The 85 Jetta 1.8L 8V topped out at 168kmh (about 105mph). It had over 250,000km on the engine, a techtonics 268 cam, free flowing Apexi exhaust, K&N air filter, with stock size tires and rims (the 16" Summer rims caused an 8% speedo error). In bone stock form it only did about 150kmh (about 95mph).


----------



## Rdoppie (Dec 9, 2004)

*Re: 8V top speed.....brag all ya want (Drizzle91)*

Right off the 120MPH scale--







I won't ever do that again! The car may be able to handle that speed, my Health can't








It was scary as hell







& I wouldn't recommend it.


----------



## kingofboggle (Mar 16, 2005)

*Re: (Boost_Retard)*

it was about the corvair. interesting what happened when "The General" tried their hand at horizontally opposed rear-drive with half-shafts, not really fair of my after all their good ideas.......like the Cadillac Cimmaron.


----------



## mk2jet (Jan 27, 2005)

Ive taken my 92 jetta 1.8 8v 3 speed up to 70mph...after that I fiugred I would slow down before I turn it into a 2 speed.
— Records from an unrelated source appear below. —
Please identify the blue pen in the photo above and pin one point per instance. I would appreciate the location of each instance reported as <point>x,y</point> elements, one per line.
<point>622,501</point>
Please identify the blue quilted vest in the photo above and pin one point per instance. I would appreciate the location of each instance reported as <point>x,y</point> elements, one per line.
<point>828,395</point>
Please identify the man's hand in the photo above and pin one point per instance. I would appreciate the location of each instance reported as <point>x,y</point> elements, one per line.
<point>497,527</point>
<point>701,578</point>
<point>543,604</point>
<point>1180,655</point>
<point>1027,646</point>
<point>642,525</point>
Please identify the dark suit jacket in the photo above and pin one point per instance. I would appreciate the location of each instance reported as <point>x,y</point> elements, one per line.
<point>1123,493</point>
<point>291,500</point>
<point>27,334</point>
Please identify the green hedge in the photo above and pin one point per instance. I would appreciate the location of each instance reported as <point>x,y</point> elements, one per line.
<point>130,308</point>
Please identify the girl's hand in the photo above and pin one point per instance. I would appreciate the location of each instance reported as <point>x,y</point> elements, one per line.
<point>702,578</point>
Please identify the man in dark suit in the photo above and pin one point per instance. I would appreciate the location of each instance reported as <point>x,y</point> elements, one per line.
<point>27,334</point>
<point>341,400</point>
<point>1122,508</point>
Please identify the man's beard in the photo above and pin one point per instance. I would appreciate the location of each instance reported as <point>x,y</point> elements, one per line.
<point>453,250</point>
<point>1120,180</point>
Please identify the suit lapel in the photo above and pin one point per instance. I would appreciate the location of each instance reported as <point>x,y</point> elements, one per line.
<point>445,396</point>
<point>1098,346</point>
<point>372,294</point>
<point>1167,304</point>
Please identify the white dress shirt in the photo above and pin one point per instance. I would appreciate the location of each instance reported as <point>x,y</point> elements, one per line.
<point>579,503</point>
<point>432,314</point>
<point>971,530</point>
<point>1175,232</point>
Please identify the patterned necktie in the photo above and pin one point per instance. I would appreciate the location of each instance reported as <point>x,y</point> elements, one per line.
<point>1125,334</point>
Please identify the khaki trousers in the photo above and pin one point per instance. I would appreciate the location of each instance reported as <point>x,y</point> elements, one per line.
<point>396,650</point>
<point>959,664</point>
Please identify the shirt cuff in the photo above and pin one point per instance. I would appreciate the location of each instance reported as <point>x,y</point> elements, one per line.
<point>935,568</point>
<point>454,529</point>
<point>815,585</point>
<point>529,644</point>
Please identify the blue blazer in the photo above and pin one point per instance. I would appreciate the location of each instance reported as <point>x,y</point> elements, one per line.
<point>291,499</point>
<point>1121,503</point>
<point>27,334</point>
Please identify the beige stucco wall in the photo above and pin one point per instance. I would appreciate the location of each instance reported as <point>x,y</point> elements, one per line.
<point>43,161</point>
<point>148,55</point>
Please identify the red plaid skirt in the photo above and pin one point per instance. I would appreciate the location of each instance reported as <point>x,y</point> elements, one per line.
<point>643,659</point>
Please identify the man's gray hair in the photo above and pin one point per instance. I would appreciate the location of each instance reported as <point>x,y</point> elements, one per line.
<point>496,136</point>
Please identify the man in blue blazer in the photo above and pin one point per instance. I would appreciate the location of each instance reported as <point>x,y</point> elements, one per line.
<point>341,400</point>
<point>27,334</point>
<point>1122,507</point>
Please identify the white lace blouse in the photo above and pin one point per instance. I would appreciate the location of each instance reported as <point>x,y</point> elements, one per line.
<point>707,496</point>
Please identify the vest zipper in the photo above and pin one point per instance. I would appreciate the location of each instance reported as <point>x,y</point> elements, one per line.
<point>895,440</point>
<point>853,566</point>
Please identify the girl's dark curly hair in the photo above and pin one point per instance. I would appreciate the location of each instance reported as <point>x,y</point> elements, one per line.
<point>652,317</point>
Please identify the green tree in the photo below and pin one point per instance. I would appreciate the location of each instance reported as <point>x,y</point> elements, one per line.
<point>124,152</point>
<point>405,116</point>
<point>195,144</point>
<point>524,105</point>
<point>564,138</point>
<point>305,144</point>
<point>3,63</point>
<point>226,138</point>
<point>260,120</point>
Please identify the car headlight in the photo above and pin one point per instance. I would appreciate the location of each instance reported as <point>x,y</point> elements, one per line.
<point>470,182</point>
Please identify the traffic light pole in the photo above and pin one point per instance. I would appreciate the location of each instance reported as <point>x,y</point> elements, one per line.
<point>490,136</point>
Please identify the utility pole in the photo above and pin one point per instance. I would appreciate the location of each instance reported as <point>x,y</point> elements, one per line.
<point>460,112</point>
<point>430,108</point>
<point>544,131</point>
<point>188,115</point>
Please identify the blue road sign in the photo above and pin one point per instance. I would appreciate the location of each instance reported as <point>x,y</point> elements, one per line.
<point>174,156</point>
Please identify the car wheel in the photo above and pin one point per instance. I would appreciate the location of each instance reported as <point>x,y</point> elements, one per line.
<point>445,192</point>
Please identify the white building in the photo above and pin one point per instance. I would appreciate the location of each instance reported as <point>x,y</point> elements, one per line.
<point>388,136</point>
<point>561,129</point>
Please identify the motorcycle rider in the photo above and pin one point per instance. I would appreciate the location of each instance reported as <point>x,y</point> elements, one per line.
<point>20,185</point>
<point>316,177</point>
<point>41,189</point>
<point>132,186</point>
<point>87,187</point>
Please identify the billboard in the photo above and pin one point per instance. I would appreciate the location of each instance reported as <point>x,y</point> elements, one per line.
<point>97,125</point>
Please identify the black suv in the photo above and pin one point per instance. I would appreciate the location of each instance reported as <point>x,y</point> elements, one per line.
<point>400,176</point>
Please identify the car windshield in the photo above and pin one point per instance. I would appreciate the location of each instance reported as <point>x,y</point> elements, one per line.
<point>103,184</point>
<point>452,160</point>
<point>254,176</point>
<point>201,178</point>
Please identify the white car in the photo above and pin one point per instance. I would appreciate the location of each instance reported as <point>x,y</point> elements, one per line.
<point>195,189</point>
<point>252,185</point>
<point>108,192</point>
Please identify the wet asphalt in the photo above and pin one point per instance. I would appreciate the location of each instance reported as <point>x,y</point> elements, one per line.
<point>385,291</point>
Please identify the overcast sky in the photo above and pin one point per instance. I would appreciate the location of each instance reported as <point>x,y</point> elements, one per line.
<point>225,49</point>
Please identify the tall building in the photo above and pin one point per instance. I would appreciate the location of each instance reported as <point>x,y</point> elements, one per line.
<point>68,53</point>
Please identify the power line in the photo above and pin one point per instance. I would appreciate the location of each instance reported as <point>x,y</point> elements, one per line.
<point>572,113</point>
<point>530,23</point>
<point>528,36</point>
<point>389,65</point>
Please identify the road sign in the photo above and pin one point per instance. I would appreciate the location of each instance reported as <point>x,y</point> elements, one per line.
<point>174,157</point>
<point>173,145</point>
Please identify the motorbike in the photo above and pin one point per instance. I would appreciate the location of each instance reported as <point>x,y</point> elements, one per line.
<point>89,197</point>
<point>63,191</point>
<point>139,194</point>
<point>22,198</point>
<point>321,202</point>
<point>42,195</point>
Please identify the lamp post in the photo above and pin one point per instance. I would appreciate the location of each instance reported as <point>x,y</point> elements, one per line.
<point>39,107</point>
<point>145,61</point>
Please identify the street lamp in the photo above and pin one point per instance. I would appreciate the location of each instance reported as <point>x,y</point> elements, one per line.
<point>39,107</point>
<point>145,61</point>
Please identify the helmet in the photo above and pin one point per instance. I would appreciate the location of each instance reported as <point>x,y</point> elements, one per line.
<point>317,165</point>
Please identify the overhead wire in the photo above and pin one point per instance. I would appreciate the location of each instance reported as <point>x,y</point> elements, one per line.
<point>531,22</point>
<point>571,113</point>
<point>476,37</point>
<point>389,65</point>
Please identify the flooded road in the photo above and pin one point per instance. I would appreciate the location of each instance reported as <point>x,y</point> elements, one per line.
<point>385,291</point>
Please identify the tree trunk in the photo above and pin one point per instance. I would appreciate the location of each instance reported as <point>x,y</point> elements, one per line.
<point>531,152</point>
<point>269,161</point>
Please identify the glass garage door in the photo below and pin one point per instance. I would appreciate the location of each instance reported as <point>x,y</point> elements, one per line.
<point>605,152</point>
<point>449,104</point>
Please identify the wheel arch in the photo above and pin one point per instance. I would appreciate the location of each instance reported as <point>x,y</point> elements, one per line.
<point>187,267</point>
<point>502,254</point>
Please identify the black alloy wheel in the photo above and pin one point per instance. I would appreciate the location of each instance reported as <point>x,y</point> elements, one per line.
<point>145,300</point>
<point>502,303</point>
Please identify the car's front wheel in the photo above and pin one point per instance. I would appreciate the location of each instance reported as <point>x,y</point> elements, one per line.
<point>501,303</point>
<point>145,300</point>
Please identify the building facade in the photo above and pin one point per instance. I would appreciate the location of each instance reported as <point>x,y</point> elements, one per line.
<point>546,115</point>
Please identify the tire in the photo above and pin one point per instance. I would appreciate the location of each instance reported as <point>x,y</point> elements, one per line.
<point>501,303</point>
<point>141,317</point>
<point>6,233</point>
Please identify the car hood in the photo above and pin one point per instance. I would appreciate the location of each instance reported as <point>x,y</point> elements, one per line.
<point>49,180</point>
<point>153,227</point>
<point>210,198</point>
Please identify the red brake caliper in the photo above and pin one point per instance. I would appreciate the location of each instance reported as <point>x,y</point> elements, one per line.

These autos arent made to go over 60mph safely.


----------



## elmer fud (Aug 5, 2003)

in my mk3 , I have had it to 130+ with a 16v tranny its like 6500 range.
with my bunny I hit 110 maxed out at 7000 with the stock trans I love the old 55 speed limit trans's. and you know that felt alot fasted then the jetta ... LOL
btw there both 8v's mk3 aba real mild mods. and the rabbit is just how I bought it but is going under the knife soon for a new power plant.


----------



## @[email protected] (Aug 29, 2003)

205km/h with my Cam setting at Max Retard. All top end baby. With my stock wheels this would be rather impossible, but with my new setup i'm less scared.


----------



## Triple G (Dec 11, 2003)

*Re: (@[email protected])*

210km/h and it was still accelerating


----------



## CaptEditor (Feb 23, 2004)

I've only taken my stock 85 golf up to 95mph. 207,000 miles on the clock and running strong, though one valve doesn't stop ticking anymore... I'm scared to go much further until I do some suspension work... The work starts tomorrow! :-D

-Kevin


_Modified by CaptEditor at 1:59 AM 2-23-2006_


----------



## modestmk2 (May 1, 2005)

*Re: (CaptEditor)*

100 mph today.


----------